Родители давно уж в могиле, сгорели вместе с домом. После них, правда, остался надел. Да какой надел, одно название: почитай, всё прибрал к рукам оборотистый барин, а Фёдору досталась непаханая делянка у болотца. Без денег, в одиночку её не поднять. Пять лет назад Фёдор нанялся бы к кому-нибудь из окрестных помещиков жать хлеб, косить сено или рубить дрова. Он так и жил в ту пору — не думая о том, что станет завтра, стараясь быстрей отделаться от докучливых трудов, спуская каждый вечер все заработанные за день гроши на девок и кабацкие радости. Но тогда он был крепким, видным парнем, да и одеваться старался не в обноски. В теперешнем виде никакой помещик его и близко не подпустит к хозяйству, а то и собак натравит — в драных портках, грязный да тощий Фёдор из себя вылитый бродяга, а бродяг господа не жалуют. Можно прибиться к какой-нибудь строительной артели или попытать счастья на вокзале, там всегда нужны люди на разгрузку угля, и берут кого угодно. Но подлое колдовство иссушило мускулы Фёдора, не оставив им и доли конской выносливости. Сейчас он еле мог встать, опираясь на ствол клена.
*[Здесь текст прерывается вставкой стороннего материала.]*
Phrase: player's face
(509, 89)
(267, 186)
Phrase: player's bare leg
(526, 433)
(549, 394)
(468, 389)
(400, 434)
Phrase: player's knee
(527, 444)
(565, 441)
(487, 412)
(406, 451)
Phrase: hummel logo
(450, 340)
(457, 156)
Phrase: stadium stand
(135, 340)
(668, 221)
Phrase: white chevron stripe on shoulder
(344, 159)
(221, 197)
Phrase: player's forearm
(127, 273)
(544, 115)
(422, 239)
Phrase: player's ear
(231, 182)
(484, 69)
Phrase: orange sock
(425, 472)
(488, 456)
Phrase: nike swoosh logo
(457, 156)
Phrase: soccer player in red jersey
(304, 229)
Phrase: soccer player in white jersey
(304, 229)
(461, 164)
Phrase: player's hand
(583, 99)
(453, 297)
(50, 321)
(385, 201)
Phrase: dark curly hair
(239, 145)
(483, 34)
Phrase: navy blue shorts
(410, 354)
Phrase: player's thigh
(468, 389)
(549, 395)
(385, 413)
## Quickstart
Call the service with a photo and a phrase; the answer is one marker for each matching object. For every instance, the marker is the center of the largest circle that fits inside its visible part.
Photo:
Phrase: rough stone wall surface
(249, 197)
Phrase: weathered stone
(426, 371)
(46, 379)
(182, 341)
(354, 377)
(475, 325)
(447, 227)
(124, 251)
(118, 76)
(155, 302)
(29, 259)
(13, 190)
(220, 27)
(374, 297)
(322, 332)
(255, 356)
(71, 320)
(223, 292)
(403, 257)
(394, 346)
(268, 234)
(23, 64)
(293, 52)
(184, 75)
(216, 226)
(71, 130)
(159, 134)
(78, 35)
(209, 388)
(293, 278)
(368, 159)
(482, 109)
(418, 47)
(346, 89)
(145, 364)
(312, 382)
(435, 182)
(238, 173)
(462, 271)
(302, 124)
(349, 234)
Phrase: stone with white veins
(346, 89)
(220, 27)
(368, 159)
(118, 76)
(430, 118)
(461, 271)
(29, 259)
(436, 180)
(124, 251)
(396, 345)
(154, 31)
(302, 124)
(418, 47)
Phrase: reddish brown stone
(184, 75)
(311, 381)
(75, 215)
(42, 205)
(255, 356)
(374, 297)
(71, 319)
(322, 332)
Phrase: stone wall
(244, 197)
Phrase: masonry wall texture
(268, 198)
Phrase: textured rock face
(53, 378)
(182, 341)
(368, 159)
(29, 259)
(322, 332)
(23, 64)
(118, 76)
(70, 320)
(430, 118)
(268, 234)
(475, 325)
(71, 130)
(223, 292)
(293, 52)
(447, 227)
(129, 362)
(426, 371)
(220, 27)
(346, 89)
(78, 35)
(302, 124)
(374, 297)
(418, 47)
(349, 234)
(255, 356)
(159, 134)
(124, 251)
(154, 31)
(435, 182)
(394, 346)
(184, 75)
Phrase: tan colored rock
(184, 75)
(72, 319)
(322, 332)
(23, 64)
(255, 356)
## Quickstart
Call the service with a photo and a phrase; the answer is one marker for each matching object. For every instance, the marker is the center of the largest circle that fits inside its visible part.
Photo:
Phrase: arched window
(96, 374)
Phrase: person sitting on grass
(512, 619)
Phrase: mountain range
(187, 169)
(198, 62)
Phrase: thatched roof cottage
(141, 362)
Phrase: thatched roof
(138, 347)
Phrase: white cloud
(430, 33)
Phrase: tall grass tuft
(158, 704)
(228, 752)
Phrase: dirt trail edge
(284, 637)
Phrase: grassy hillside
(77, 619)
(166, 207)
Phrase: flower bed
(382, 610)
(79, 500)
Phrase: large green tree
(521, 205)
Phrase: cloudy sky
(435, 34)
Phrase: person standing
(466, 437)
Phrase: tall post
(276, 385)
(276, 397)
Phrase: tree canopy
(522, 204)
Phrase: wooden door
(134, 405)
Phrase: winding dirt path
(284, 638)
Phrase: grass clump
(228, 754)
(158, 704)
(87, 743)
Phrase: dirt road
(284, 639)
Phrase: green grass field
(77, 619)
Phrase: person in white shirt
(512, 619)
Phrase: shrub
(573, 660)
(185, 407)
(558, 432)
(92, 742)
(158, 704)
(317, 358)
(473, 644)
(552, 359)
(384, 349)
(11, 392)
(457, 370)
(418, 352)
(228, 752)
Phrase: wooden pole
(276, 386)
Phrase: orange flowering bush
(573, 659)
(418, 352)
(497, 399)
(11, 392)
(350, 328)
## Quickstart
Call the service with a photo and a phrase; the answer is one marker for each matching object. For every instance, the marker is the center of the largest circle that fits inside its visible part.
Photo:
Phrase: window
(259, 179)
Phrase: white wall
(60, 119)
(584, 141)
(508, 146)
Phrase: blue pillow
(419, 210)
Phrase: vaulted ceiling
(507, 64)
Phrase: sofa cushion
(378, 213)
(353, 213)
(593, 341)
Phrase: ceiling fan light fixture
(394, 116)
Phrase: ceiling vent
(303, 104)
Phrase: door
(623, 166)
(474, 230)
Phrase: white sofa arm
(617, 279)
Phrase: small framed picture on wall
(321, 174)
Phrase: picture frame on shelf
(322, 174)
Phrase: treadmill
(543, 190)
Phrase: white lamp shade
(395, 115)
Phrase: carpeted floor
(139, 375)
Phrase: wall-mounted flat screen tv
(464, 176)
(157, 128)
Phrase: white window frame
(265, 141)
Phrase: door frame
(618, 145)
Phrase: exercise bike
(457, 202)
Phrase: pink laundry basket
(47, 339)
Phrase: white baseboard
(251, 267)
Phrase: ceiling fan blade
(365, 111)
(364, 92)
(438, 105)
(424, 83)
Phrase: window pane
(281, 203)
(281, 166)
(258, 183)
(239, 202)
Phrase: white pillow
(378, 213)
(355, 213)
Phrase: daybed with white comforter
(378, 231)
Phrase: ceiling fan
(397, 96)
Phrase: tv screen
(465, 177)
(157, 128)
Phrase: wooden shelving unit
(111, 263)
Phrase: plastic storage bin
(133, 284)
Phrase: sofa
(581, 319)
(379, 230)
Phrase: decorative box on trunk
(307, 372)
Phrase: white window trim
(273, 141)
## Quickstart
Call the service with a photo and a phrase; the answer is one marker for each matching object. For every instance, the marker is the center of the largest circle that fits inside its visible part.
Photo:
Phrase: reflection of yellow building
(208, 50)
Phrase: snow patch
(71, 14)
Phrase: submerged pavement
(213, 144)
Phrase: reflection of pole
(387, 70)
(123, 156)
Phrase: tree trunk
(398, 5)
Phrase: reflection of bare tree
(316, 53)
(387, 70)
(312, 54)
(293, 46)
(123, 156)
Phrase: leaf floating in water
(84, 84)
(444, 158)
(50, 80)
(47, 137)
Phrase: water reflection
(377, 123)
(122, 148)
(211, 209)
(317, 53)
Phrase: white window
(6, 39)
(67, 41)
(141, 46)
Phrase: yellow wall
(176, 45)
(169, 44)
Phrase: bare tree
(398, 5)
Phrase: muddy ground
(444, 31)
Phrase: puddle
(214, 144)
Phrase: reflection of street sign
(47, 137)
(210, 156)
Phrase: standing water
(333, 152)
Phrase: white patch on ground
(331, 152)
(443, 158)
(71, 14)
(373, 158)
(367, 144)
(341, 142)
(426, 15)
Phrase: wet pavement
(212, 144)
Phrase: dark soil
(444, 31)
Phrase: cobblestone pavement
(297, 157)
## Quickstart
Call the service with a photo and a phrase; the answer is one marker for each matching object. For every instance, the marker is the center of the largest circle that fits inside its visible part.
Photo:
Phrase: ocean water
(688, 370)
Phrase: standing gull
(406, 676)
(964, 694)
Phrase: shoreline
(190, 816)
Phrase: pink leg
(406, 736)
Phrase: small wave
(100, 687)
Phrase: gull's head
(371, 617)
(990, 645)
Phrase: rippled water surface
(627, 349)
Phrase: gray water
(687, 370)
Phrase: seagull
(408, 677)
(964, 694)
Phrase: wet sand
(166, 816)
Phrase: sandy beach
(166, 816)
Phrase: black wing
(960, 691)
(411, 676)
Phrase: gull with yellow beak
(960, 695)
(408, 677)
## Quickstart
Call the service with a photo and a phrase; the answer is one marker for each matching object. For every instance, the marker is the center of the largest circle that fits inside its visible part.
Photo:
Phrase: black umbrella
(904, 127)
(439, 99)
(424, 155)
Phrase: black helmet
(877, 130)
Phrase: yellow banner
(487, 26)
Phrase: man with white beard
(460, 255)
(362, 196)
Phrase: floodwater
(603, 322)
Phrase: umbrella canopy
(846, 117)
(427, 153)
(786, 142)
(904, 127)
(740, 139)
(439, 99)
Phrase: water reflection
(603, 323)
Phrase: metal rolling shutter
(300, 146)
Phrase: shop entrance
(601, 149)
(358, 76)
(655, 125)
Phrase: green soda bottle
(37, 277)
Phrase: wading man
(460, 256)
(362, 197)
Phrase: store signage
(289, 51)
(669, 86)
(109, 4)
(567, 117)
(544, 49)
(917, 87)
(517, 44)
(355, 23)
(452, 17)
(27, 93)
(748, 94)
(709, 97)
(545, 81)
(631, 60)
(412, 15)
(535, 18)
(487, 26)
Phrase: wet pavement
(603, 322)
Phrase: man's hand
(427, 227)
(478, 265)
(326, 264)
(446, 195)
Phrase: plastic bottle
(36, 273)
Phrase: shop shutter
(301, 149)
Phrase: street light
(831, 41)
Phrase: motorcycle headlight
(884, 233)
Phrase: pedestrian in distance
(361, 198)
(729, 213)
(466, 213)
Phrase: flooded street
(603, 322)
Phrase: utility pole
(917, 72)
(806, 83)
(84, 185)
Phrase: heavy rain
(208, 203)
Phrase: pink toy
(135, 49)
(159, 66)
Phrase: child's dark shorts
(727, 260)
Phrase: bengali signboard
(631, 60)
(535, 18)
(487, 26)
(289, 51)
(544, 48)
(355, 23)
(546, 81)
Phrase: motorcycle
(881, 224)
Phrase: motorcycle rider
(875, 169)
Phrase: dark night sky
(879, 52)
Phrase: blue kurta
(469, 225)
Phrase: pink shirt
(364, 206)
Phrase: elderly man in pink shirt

Что и проделал — кряхтя, с трудом распрямляя затекшую спину, спотыкаясь о собственные ноги. Касаясь дерева, запачкал в известке руку. Хотел обтереть ладонь об Аввакумов зипун, но, утратив опору, едва не упал, проковылял к забору и повис на нем, вцепившись в штакетины. Нет, уголь ему разгружать не светит. Выходит, остается милостыню просить на церковных ступеньках — рядом с такими же оборванными, калечными нищими. Те примут, они кого хочешь принимают. Небось и прозвище дадут — «китоврас», или чего похуже… Фёдор вспомнил Ульяну, как она пришла на суд, как плакала, когда его уносили, бьющегося, на носилках. Нет, не посмотрит на него теперь Ульяна. Гулял с ней тогда лихой да пригожий, а нынче он — хуже загнанной клячи.